The PNC Foundation isn’t the only one to recognize the library as a beacon of hope. Students from out of state sent letters to show their support.
From the CVS burning down across the street to businesses being looted nearby, the Enoch Pratt Free Library at Pennsylvania and North avenues was at the center of the unrest during the Freddie Gray protests.
“We saw the library continued to operate through everything that was going on; it really impounded to us what a community anchor it is,” said PNC Bank Regional President Laura Gamble.
The library gave the community a sense of security and hope.
“Essential that the library be open for the community right after the riots and during the time of the unrest because people came in to apply for jobs and they came in for safety,” said Enoch Pratt Free Library CEO Carla Hayden.
The PNC Foundation honored the library with a $25,000 grant.

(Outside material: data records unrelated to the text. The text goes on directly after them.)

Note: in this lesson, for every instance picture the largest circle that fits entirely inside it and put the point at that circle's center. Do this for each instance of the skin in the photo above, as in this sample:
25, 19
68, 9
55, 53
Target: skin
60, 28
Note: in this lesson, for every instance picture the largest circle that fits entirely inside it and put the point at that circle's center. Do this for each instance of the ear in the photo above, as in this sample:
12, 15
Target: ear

“We are so delighted for the grant from PNC Bank. We look forward to using it to fix our building and programming,” said library branch manager Melanie Townsend Diggs.
Helping the business continue its mission to be a positive outlet for the city’s youth and adults.
“I like reading books and getting on the computers,” said eighth grader Chance Torrence.
“This is really where I come every day. It’s my place,” said fifth grader Darell Simmons.
“It’s a lot of kids that basically in this part and instead of them doing what had happened a few weeks ago, they can come here instead of being out there,” said parent Jada Roberts.
Renovations have already started in the library and should be finished by the end of the summer.
The library will also be adding extra lighting and surveillance cameras to beef up security in that area.